イェール大学の出身でスポーツマンでもあり、テニスやゴルフ、釣り、狩猟にも熱心であったという[2]。
本業は家業である投資会社ベッセマートラスト社の運営で、1994年までその会長職を務めていた[2]。
フィップスには6人の子供と24人の孫がおり、このうち1人は父と同じオグデン・フィップスという名前だった[3]。フィップスの妻アンドレアはそのうち4人の子供たちの母親である[4]。
2016年4月6日にニューヨークプレズビティアリアン病院で死亡、75歳であった[2]。
競馬
[編集]競馬産業の継承
[編集]フィップスやフィップスの兄弟らは父同様にアメリカの競馬産業に携わっていった。1995年、フィップスのインサイドインフォメーションがモリーピッチャーハンディキャップを勝利したが、これは妹のシンシアも1992年にヴェルサイユトリーティで勝利しており、さらには父オグデンも1988年にパーソナルエンスンで勝利しているという家族で3勝を挙げるという記録を作っている。以下はフィップスの主な所有馬。

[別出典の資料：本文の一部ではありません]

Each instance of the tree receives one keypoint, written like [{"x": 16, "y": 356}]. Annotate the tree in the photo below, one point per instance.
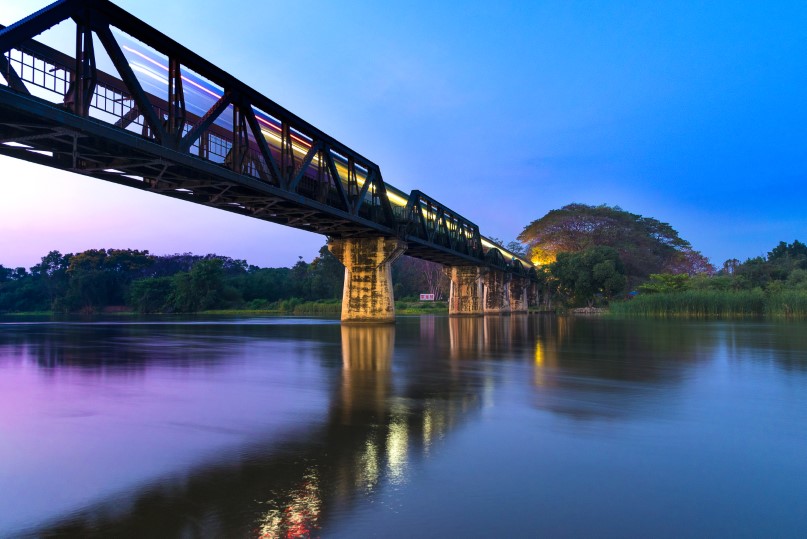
[
  {"x": 585, "y": 276},
  {"x": 645, "y": 245},
  {"x": 201, "y": 288}
]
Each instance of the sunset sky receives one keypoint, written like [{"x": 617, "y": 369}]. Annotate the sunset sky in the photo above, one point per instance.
[{"x": 694, "y": 113}]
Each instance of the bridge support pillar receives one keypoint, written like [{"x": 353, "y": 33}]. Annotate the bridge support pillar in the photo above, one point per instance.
[
  {"x": 519, "y": 294},
  {"x": 367, "y": 296},
  {"x": 532, "y": 295},
  {"x": 465, "y": 298},
  {"x": 496, "y": 292}
]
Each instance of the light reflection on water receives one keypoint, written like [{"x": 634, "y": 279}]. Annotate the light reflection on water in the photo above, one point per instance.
[{"x": 472, "y": 427}]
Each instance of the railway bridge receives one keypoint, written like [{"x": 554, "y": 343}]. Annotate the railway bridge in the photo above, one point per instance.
[{"x": 131, "y": 106}]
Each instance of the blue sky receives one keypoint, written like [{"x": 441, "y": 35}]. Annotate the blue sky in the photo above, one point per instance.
[{"x": 693, "y": 113}]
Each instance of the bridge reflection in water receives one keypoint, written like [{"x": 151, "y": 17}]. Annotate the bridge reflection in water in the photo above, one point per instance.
[{"x": 395, "y": 394}]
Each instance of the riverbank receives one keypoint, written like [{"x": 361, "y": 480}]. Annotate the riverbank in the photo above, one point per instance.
[{"x": 715, "y": 304}]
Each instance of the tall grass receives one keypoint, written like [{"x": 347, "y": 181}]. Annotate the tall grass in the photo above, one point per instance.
[
  {"x": 787, "y": 304},
  {"x": 695, "y": 304}
]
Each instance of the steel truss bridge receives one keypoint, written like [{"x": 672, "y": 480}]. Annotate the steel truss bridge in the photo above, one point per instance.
[{"x": 165, "y": 120}]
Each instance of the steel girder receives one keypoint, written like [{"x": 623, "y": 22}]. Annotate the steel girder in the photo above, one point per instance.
[{"x": 109, "y": 127}]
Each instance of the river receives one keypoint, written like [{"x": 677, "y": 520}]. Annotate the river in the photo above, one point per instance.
[{"x": 520, "y": 426}]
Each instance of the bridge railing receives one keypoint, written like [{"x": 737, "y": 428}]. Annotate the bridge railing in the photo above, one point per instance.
[{"x": 430, "y": 220}]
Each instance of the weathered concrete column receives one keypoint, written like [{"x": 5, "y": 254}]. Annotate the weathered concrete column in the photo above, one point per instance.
[
  {"x": 519, "y": 294},
  {"x": 532, "y": 295},
  {"x": 367, "y": 296},
  {"x": 496, "y": 292},
  {"x": 465, "y": 298}
]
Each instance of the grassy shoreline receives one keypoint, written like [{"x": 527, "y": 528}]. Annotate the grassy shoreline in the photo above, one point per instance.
[{"x": 704, "y": 304}]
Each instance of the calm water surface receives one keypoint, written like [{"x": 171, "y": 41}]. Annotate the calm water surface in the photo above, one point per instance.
[{"x": 497, "y": 427}]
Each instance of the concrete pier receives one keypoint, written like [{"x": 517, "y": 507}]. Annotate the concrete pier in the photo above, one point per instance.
[
  {"x": 367, "y": 297},
  {"x": 496, "y": 286},
  {"x": 519, "y": 294},
  {"x": 465, "y": 298}
]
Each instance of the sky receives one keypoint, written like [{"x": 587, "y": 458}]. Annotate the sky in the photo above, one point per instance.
[{"x": 693, "y": 113}]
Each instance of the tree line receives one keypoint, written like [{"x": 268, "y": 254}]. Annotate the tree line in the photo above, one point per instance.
[
  {"x": 99, "y": 280},
  {"x": 591, "y": 255}
]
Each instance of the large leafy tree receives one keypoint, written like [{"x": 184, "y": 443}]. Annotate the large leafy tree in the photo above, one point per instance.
[
  {"x": 645, "y": 245},
  {"x": 585, "y": 277}
]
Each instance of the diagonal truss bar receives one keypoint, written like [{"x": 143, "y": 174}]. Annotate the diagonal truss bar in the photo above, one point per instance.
[
  {"x": 312, "y": 152},
  {"x": 130, "y": 79},
  {"x": 337, "y": 180},
  {"x": 263, "y": 146},
  {"x": 36, "y": 23},
  {"x": 207, "y": 120},
  {"x": 14, "y": 80}
]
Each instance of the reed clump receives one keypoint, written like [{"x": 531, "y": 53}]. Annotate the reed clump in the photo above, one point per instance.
[{"x": 754, "y": 303}]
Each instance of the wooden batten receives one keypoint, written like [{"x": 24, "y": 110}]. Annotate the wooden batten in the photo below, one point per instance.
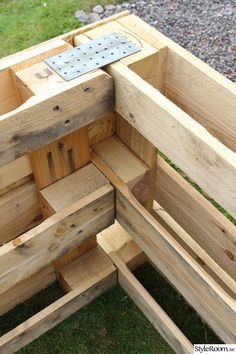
[{"x": 79, "y": 163}]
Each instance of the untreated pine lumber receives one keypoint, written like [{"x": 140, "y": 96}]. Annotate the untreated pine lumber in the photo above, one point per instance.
[
  {"x": 193, "y": 85},
  {"x": 174, "y": 132},
  {"x": 67, "y": 229},
  {"x": 212, "y": 302},
  {"x": 204, "y": 223},
  {"x": 159, "y": 319},
  {"x": 116, "y": 239},
  {"x": 66, "y": 192},
  {"x": 19, "y": 211},
  {"x": 94, "y": 278},
  {"x": 41, "y": 120}
]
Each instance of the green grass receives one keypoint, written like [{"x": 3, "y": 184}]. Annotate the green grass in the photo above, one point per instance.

- リズム Rhythm - 1987年生、牡馬。ブリーダーズカップ・ジュヴェナイル。1989年最優秀2歳牡馬。
- ディスピュート Dispute -1990年生、牝馬。ケンタッキーオークスなど。
- インサイドインフォメーション Inside Information - 1991年生、牝馬。ブリーダーズカップ・ディスタフなど。アメリカ殿堂馬。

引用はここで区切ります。